The Mudcat Café TM
Thread #33630   Message #451630
Posted By: NH Dave
29-Apr-01 - 02:41 PM
Thread Name: Another Vietnam Massacre Emerges
Subject: RE: Another Vietnam Massacre Emerges
In any war like Viet Nam it becomes very difficult to tell "our" folks from "their" folks, especially as their folks can appear to be inocent civilians by shucking off their fighting equipment behind a nearby bush and walking onwards, looking like civilians to someone not from the area. As far as possible the Viet Cong tried to assure their fighting forces of a proper burial, but if overwhelmed, they would strip their dead of weaponry and any semblance of fighting materials, since these things haad more value to them than a dead body. Once so sanitized it is very difficult to distinguish between combatants and non-combatants, although there were less older people or children in irregular fighting groups. Additionally, the Viet Cong and NVA frequently pressed civilians into service as bearers or advance "guard" forces to overwhelm opposing defenses without hazarding their own fighting forces.

We can never know what forces opposed Kerrey's team that night, but it was dark and impossible to see exactly who was firing, and by our rules of engagement in force at the time, the area had been designated a "free fire zone", an area where civilians had both been relocated to other, usually fortified villages, and banned from returing. Under these edicts, anything moving in this area was considered to be enemy, and subject to being fired upon.

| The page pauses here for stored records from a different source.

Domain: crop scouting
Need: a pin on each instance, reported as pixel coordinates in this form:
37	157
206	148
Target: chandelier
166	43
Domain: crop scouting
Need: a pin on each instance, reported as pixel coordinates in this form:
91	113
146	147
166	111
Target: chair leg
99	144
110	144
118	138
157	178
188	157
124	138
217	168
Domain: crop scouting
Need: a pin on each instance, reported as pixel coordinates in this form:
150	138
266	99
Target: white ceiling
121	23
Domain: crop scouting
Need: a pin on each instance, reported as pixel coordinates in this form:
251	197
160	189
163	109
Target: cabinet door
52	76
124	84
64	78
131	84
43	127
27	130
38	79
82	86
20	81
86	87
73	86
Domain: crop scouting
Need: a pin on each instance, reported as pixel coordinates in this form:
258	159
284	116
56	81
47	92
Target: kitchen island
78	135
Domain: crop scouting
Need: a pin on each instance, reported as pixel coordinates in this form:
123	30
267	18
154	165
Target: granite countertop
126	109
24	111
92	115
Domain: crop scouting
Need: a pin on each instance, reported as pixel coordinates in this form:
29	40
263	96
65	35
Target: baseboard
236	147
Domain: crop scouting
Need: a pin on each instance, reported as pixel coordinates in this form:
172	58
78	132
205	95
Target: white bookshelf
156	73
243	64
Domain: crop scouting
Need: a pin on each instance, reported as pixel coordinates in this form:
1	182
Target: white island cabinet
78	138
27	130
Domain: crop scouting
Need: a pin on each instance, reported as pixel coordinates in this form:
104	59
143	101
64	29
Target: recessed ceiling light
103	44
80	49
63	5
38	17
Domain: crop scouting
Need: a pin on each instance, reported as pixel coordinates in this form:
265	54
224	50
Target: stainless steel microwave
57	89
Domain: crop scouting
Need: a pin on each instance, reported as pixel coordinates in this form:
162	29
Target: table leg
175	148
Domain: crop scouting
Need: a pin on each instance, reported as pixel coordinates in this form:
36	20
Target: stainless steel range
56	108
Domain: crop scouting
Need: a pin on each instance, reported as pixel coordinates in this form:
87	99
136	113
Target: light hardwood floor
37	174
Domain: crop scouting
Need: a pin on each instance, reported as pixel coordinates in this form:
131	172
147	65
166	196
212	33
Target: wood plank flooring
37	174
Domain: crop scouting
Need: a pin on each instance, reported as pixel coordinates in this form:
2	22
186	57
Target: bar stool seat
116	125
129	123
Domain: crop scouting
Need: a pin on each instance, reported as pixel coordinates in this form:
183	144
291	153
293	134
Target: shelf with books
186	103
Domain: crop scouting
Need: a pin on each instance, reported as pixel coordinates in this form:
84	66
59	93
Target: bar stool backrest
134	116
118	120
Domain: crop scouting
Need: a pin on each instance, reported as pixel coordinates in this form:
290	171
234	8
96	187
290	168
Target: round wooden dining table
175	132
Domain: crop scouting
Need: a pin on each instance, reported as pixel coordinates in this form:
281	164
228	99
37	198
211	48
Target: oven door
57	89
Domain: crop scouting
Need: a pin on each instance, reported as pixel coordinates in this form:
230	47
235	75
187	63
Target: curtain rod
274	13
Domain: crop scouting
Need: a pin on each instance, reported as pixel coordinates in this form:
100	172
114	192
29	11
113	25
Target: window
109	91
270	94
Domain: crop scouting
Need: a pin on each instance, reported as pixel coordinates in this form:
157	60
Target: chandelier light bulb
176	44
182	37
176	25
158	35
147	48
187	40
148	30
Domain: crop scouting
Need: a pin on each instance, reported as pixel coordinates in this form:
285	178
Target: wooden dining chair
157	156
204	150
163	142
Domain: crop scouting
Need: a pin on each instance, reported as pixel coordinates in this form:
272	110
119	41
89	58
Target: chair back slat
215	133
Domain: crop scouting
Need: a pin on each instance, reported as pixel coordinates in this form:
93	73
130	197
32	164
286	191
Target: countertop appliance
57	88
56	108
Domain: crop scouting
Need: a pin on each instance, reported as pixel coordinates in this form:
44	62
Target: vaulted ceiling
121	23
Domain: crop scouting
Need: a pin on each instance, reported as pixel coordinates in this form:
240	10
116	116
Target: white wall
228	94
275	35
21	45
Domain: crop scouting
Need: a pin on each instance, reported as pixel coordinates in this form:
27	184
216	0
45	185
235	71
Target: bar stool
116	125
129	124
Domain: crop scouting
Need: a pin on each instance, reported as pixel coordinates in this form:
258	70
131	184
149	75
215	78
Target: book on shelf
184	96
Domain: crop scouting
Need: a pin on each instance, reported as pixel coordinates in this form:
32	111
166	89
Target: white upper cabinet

Kerrey's team received and returned fire, fire from an area where civilians had been removed and banned, so they were under no restraints from returing fire.

Unfortunately, by dawn, after the smoke had cleared it turned out that many of the dead were not armed, and very possibly civilians who should not have been there by their government's edict, and may well have been killed by mistake.

Although Kerrey was inexperienced, having only been in country for a few months at that time, his actions were reviewed by his superiors and not only deemed proper under the circumstances, but found to be meritorious enough to award him the Bronze Star for the action. And of course, his later later actions earned him the Medal of Honor.

This falls under the category of different times and different ways. We can not judge his actions then by our current set of values, without doing him and every one in that war a disservice. These people, may draftees, were sent off to fight a war in a forign land with the admonition, we either stop Communism over there or we will have to fight it here in our streets. Then after 12-13 months living under severe conditions, these young people return to find that the country that had sent them to Viet Nam, on pain of prison for NOT going was now shunning them, and calling them murderers for whatever they did or their neighbors THOUGHT that they did while serving their country as ordered. Then to top it all off, we soon found that we were not going to be allowed to win the war, or at least fight it as if we meant to win. Finally after nearly ten years of inconclusive action, our government finally began a bombing campaign that convinced the North Vietnamese that they should negotiate a peace, and we were out, with many of our POWs, within three months.

Like so many other endeavors that didn't turn out as expected, it can really be described by the saying of those days, "Well, it seemed like a good idea at the time." And recently even MacNamara writes in his book that we made many mistakes.